Y aún lo que para muchos sería un sueño, una oportunidad, yo la tomo con pinzas. Realmente siento un nudo en el estómago como aquel que realiza un error consciente. Me falta la posibilidad de entender en donde estoy equivocándome, siento que lo se, pero no quiero entenderlo, porque siento que la realidad va más allá de lo que quiero ver.
Similar situación tuve el año pasado, cuando podría no haberme ido si me lo pedían.
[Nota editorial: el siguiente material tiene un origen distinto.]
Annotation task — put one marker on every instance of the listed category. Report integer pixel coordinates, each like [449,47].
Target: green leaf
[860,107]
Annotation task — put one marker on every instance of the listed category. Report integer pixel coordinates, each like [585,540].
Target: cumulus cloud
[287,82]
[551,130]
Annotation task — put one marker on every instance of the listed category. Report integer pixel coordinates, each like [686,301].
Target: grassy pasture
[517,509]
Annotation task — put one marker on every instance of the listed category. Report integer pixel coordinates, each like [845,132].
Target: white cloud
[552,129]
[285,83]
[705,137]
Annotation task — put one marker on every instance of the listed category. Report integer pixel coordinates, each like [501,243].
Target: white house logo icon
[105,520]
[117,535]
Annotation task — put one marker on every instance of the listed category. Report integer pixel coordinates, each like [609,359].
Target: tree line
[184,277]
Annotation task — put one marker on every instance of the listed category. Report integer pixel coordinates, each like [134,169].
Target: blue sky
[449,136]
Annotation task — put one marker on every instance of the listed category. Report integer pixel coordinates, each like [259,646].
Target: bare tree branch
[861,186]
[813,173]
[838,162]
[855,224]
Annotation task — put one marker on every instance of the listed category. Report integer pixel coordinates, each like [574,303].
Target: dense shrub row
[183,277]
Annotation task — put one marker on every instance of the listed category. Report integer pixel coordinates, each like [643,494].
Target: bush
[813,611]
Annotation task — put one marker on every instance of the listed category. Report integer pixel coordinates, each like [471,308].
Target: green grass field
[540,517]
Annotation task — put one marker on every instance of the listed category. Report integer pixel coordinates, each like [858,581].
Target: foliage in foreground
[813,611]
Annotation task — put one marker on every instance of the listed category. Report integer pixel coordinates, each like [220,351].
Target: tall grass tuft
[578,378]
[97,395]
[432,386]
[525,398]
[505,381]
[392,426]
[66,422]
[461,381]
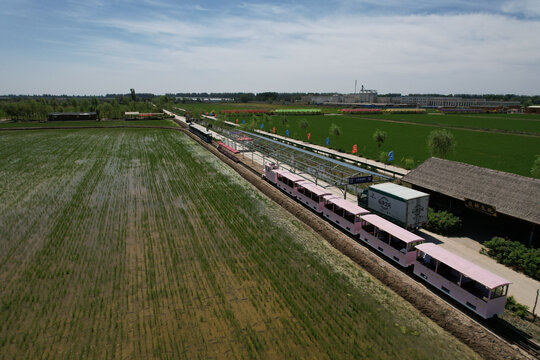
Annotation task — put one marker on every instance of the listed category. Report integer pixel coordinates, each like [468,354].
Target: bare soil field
[138,243]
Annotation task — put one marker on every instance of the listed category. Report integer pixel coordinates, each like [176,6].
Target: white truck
[399,204]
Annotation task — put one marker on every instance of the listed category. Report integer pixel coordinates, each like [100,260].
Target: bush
[518,309]
[516,255]
[443,222]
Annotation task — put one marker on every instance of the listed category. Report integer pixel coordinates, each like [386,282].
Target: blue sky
[159,46]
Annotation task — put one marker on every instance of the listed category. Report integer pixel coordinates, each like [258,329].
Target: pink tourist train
[476,288]
[390,239]
[311,195]
[343,213]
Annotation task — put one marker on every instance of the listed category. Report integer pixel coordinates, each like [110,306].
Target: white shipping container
[405,206]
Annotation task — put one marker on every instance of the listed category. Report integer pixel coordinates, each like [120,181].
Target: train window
[499,291]
[383,236]
[348,216]
[368,227]
[412,246]
[398,244]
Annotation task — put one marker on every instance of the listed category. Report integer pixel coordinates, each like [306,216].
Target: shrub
[518,309]
[443,222]
[408,163]
[516,255]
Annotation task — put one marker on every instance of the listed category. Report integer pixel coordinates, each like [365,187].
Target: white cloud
[528,8]
[467,53]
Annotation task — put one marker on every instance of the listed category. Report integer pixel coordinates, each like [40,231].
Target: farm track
[492,131]
[470,332]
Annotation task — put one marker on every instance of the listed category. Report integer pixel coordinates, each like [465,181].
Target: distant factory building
[72,116]
[492,202]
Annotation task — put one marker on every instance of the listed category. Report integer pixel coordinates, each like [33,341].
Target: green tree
[379,137]
[441,143]
[335,130]
[535,170]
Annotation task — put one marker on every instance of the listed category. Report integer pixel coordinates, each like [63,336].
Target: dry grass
[140,244]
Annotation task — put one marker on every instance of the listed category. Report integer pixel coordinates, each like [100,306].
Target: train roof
[199,127]
[289,175]
[313,188]
[391,228]
[401,192]
[234,151]
[347,205]
[465,267]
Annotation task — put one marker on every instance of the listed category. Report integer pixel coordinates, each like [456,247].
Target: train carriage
[390,239]
[344,213]
[311,195]
[480,290]
[201,132]
[228,151]
[287,181]
[467,283]
[270,172]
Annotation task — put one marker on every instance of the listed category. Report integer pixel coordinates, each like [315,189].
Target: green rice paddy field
[138,243]
[506,142]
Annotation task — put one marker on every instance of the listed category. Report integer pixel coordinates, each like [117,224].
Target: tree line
[37,109]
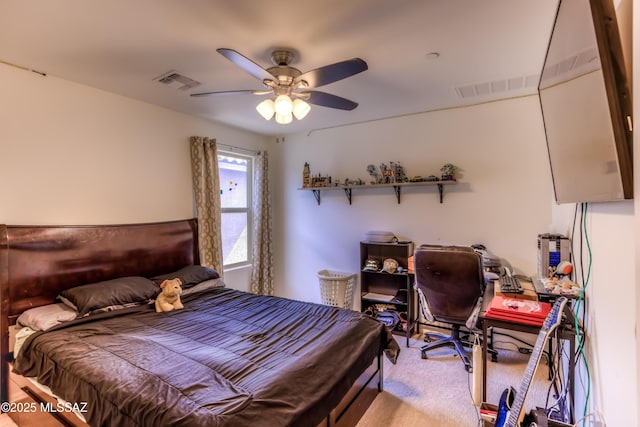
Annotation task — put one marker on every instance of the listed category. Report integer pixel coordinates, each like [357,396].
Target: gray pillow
[46,317]
[190,275]
[95,297]
[203,286]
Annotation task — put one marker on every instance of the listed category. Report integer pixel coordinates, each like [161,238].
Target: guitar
[510,408]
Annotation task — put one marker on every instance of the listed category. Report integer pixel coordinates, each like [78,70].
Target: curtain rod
[232,148]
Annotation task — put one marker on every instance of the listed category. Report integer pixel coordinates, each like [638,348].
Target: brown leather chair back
[451,279]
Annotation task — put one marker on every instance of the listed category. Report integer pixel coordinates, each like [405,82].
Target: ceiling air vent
[177,80]
[498,87]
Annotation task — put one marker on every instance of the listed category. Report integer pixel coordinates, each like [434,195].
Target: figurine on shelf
[386,174]
[373,171]
[306,176]
[448,171]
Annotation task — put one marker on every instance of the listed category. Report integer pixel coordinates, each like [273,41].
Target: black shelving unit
[394,291]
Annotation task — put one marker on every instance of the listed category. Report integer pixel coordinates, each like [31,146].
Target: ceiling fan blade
[327,100]
[231,92]
[246,64]
[334,72]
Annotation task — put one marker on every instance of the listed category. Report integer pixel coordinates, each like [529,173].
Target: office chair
[449,281]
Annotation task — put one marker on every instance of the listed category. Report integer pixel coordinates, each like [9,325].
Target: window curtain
[206,186]
[262,272]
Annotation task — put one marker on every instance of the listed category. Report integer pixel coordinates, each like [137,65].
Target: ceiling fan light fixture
[284,119]
[300,108]
[283,105]
[266,109]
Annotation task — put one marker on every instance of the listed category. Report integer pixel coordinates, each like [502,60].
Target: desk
[564,331]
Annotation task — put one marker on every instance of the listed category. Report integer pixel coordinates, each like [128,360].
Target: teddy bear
[169,298]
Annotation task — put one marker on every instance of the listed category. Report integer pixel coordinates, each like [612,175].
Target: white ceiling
[488,49]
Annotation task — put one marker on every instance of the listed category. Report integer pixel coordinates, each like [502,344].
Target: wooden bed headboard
[38,262]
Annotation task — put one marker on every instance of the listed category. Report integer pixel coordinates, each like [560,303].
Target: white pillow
[47,316]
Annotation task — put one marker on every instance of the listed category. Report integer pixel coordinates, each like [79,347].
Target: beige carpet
[436,391]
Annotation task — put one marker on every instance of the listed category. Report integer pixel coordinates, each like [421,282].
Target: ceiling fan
[291,87]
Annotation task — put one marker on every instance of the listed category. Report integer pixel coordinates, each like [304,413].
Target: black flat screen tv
[586,105]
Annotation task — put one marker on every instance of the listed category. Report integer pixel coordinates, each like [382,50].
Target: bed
[228,358]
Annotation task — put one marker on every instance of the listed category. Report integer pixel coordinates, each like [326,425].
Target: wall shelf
[396,188]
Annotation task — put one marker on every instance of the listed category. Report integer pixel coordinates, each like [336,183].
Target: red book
[516,309]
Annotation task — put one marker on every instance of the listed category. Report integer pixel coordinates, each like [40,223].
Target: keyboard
[510,285]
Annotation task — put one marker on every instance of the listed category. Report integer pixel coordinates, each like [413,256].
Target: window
[235,197]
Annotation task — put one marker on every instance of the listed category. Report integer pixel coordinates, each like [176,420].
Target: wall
[72,154]
[502,199]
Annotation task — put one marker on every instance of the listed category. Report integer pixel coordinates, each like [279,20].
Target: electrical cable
[579,302]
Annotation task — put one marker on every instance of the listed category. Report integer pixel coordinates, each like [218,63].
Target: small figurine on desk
[448,171]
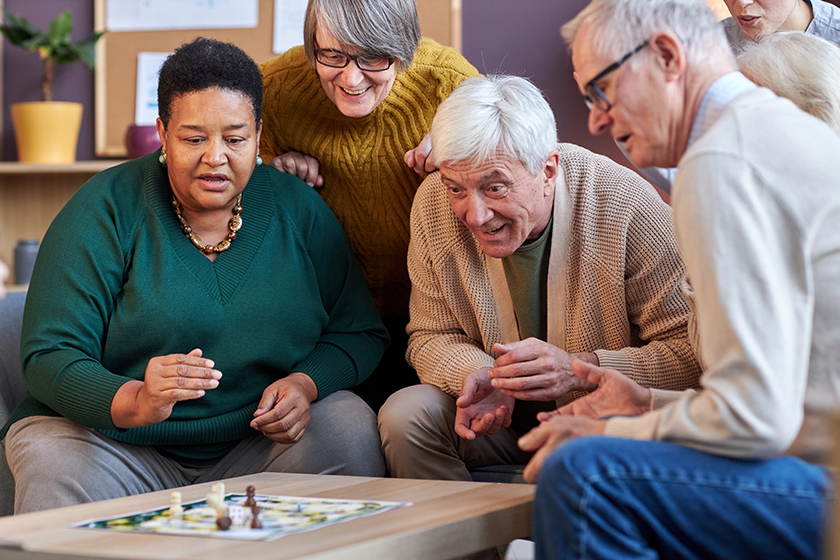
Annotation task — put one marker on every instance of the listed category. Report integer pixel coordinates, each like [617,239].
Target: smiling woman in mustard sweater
[340,113]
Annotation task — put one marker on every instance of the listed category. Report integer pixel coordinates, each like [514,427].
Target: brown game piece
[249,500]
[255,517]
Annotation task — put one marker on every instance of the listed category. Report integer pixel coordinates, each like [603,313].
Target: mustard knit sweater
[366,182]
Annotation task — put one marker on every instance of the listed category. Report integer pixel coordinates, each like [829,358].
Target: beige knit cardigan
[613,281]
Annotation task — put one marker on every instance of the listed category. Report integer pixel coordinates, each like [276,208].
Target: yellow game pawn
[176,511]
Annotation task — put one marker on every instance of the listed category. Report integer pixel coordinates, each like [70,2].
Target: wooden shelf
[87,167]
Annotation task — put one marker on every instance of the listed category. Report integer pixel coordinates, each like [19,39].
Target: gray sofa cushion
[12,388]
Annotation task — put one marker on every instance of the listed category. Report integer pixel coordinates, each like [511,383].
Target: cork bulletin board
[116,59]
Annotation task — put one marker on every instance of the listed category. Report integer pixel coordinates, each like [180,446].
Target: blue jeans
[601,497]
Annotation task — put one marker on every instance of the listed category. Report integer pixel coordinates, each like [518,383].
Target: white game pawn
[176,511]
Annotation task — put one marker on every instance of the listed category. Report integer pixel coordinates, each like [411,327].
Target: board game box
[277,516]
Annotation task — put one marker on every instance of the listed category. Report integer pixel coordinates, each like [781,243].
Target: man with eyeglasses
[733,470]
[525,255]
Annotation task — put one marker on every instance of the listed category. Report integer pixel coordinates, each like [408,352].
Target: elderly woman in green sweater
[340,113]
[193,315]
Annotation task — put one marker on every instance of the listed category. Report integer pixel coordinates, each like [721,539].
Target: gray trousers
[417,428]
[56,462]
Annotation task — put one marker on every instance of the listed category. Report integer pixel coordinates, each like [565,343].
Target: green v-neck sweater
[116,283]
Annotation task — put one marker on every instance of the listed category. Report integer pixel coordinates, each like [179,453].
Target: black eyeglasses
[593,95]
[340,59]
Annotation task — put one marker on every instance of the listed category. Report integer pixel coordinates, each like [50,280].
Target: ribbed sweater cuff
[85,387]
[615,359]
[633,427]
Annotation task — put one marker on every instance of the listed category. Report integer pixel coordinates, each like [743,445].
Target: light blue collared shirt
[717,97]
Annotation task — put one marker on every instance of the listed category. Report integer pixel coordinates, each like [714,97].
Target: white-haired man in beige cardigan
[525,255]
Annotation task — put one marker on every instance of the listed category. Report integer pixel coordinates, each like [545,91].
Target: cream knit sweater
[613,281]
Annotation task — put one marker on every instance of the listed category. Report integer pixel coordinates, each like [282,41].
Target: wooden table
[448,519]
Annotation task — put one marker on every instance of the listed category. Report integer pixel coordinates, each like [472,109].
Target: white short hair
[618,26]
[495,117]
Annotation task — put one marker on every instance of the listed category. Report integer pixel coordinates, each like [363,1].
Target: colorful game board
[279,516]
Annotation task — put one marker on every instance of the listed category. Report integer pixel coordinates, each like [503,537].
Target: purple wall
[520,38]
[523,38]
[22,70]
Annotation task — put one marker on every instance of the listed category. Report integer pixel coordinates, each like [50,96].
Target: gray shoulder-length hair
[493,117]
[804,68]
[618,26]
[375,28]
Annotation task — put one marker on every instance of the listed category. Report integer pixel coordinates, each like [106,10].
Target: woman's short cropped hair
[618,26]
[207,63]
[374,28]
[804,68]
[493,117]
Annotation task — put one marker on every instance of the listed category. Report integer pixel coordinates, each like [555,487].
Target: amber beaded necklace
[234,225]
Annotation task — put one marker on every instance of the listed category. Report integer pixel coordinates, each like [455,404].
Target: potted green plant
[48,131]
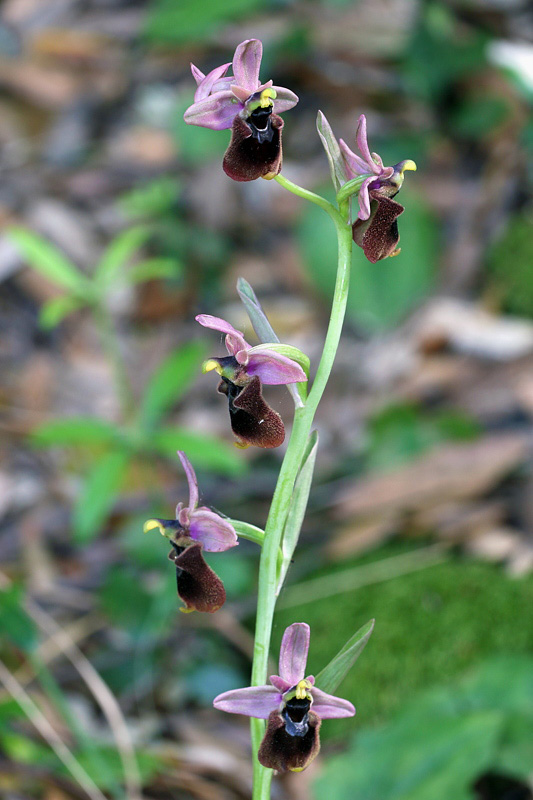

Este año a pesar de la diferencia en las situaciones y las personas, la cuestión sigue siendo la misma. Me duele sentir que abandono a alguien cuando podría hacerle bien, y peor aún (hasta quizás más egoísta) es que siento que alejarme geográficamente me va alejar realmente de lo que tanto quiero, como sucedió hace un año.
La vida me dirá, otra vez volveré a arrepentirme de irme? No importa como la pase allá, la realidad indica en que sería más que feliz quedándome, sin condiciones de ningún tipo, sin expectativas más que tratar de desarrollar la vida por el mismo cauce que viene, aunque eso en si mismo es mucho pedir.
Lo único real hoy es que no me siento cómodo yéndome, perdón por irme, espero que el viaje sea mejor de lo que espero, quiero llegar. Y si se puede, sobrevivir al verano como para volver y soñar con que a veces los buenos no terminan últimos.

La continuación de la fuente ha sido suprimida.